By 1989, attendances at rugby games had increased substantially despite the fact that tries were considerably rarer than in 1982. There were 15.93 minutes per try in 1989 and 12.41 minutes per try in 1982. Though the 1982 figure would rise to 13.42 minutes per try if we exclude the 186 tries scored in a very dry season against the debutant Canberra club, it is still substantially more frequent try-scoring than in 1989. Thus, scarcity of tries cannot be the cause of why crowds fell so much in the 1970s and 1980s, especially since in 1967 the record high of over nineteen minutes per try was accompanied by larger crowds than in 1990!

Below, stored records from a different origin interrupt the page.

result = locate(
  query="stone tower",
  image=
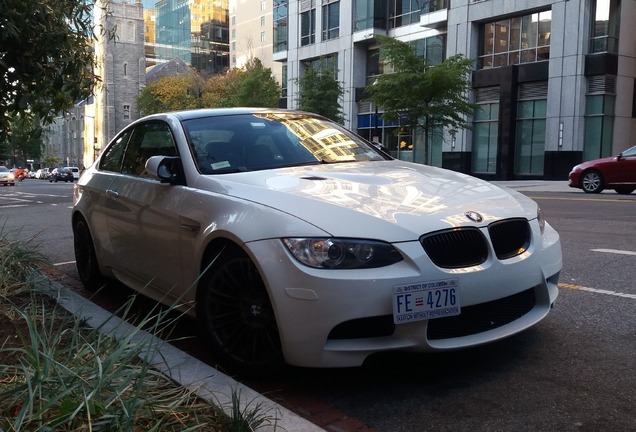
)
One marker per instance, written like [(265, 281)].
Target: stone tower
[(121, 66)]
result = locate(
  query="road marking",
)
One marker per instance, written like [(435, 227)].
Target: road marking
[(597, 291), (625, 200), (614, 251), (64, 263)]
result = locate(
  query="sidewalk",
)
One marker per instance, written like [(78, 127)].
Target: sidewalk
[(537, 185), (206, 381)]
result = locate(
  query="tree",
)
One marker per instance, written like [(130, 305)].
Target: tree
[(257, 86), (419, 94), (253, 86), (172, 93), (46, 58), (220, 89), (25, 140), (319, 92)]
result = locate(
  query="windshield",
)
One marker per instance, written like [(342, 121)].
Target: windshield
[(257, 141)]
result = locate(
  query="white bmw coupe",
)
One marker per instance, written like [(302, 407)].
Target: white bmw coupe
[(291, 239)]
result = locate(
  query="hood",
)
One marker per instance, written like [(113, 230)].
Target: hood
[(393, 200)]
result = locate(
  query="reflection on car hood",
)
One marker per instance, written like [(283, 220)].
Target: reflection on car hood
[(393, 199)]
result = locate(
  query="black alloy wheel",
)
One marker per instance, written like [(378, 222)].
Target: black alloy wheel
[(85, 257), (237, 317), (592, 182)]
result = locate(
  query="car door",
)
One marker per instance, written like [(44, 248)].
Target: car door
[(624, 169), (143, 215)]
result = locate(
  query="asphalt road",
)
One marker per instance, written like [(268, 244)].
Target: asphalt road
[(575, 371)]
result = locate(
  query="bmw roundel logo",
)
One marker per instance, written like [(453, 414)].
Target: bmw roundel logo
[(473, 216)]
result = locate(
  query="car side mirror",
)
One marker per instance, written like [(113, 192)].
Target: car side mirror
[(163, 168)]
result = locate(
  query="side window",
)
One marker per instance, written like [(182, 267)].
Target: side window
[(148, 139), (113, 155)]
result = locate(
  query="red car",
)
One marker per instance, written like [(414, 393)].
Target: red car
[(616, 172)]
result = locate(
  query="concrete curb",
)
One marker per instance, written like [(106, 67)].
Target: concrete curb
[(207, 382)]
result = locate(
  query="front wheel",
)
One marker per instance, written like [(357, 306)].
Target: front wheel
[(236, 315), (592, 182), (85, 256)]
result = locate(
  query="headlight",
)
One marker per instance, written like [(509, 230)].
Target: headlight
[(540, 219), (338, 253)]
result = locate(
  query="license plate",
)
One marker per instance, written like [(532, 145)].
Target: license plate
[(425, 300)]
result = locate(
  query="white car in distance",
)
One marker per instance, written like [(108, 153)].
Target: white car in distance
[(300, 242)]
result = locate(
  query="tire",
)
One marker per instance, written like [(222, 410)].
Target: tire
[(624, 190), (85, 256), (592, 182), (236, 315)]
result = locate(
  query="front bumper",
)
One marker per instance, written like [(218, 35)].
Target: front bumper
[(337, 318)]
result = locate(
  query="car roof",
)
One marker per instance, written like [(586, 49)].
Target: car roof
[(215, 112)]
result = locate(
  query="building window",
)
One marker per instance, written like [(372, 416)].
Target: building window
[(130, 31), (280, 25), (432, 48), (308, 27), (599, 126), (283, 80), (403, 12), (369, 14), (530, 139), (485, 137), (331, 20), (524, 39), (605, 26)]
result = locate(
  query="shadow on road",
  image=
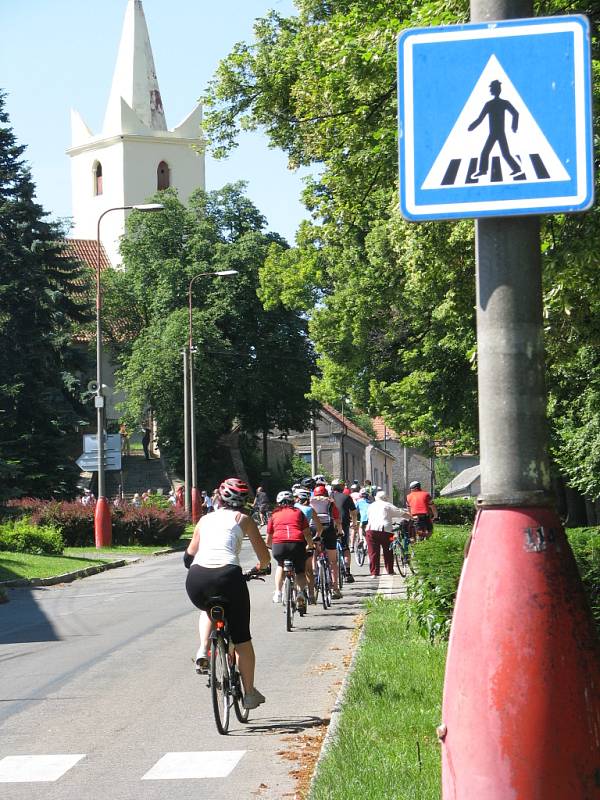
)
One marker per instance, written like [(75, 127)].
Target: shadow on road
[(274, 725), (22, 620)]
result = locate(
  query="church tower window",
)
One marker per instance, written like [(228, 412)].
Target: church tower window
[(163, 178), (97, 170)]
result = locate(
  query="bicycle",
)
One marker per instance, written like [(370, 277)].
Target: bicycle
[(360, 549), (402, 547), (224, 678), (323, 578), (290, 595), (342, 568)]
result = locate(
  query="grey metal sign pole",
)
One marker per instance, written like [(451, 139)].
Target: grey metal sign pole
[(523, 654), (186, 431), (512, 398)]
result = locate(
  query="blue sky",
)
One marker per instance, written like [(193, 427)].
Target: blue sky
[(58, 54)]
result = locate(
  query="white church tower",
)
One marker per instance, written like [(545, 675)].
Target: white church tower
[(135, 154)]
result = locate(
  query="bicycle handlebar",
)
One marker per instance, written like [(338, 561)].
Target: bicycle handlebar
[(255, 574)]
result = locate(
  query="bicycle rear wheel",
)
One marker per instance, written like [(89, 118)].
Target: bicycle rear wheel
[(219, 684), (359, 553), (399, 561), (238, 695), (410, 558), (290, 603), (322, 584)]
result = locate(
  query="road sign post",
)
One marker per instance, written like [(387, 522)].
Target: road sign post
[(521, 709)]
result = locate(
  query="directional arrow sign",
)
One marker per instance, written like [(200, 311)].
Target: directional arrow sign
[(495, 119), (88, 462)]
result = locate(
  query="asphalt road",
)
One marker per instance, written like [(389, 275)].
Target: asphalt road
[(100, 673)]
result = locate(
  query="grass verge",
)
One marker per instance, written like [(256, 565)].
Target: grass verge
[(386, 747), (26, 565)]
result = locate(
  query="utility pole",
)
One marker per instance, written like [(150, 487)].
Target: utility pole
[(314, 464), (521, 710), (186, 431)]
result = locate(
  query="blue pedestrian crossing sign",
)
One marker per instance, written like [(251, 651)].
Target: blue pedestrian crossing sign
[(495, 119)]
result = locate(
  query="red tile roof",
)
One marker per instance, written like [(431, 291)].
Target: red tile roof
[(383, 430), (352, 428), (85, 250)]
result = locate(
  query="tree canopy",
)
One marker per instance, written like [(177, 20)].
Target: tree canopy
[(251, 365), (39, 308), (391, 303)]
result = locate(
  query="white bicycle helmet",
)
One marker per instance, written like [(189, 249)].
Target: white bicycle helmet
[(285, 498)]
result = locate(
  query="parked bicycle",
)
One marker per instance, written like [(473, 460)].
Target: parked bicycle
[(360, 548), (342, 568), (323, 577), (224, 677), (290, 595), (402, 547)]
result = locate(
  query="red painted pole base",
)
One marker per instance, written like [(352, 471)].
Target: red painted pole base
[(102, 523), (521, 711), (196, 505)]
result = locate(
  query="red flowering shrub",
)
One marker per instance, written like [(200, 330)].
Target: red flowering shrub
[(147, 525)]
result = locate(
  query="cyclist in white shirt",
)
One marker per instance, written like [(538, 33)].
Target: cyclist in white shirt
[(213, 559), (379, 531)]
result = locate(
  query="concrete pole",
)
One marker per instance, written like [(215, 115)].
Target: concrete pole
[(186, 432), (314, 461), (523, 658)]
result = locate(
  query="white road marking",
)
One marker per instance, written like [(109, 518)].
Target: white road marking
[(181, 766), (30, 769)]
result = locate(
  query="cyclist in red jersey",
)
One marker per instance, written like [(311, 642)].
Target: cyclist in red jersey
[(422, 509), (288, 534)]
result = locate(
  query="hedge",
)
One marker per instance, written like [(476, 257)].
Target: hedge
[(455, 510), (439, 563), (23, 537), (148, 525)]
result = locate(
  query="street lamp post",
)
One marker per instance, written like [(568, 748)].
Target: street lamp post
[(102, 521), (192, 494)]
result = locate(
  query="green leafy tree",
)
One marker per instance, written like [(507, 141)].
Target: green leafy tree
[(39, 286), (251, 365), (391, 303)]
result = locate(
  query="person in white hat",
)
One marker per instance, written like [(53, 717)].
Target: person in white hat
[(379, 531)]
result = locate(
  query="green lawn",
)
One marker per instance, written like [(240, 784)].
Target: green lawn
[(27, 565), (386, 746)]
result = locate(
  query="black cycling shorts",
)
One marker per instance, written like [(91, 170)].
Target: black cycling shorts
[(329, 537), (290, 551), (423, 523), (205, 582)]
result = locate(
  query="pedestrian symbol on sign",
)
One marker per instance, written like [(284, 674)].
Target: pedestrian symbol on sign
[(476, 154), (496, 111)]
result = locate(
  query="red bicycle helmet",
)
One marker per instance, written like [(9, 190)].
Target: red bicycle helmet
[(234, 492)]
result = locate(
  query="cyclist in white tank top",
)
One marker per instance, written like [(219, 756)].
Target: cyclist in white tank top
[(221, 539), (214, 550)]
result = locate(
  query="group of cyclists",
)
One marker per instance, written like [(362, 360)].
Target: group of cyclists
[(307, 519)]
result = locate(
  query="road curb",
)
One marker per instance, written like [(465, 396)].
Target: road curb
[(336, 711), (68, 577)]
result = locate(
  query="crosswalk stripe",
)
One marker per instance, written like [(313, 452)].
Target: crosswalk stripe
[(208, 764), (31, 769)]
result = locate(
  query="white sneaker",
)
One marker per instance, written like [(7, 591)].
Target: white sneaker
[(253, 699)]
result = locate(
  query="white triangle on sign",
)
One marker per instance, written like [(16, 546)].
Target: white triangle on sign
[(459, 159)]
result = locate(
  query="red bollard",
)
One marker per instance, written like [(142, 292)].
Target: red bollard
[(521, 711), (196, 504), (102, 523)]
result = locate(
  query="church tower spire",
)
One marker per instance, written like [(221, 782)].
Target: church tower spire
[(136, 155), (134, 79)]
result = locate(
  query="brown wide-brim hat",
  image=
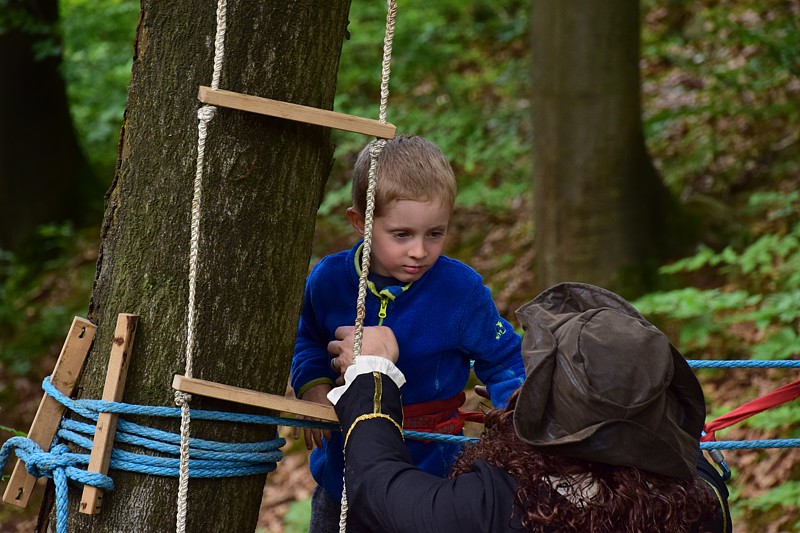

It’s likely that the cleaning up of the game and of scrums was a factor in luring people back during the 1980s, though as Wally O‘Connell said as an 82-year-old in 2005 convincingly (and I can testify from footage of older games) cleaning up of scrums did come at a cost of variety because there is no more contest in scrummaging. Perhaps what needed to be done was not to call another scrum if neither hooker won it (as often happened in the 1970s), or more frequent penalties against props for striking prematurely. On the other hand, the ugly and dangerous “wedge” moves as used several times in the 1982 Grand Final certainly lured people away from rugby league and dealing with them was a necessary tool.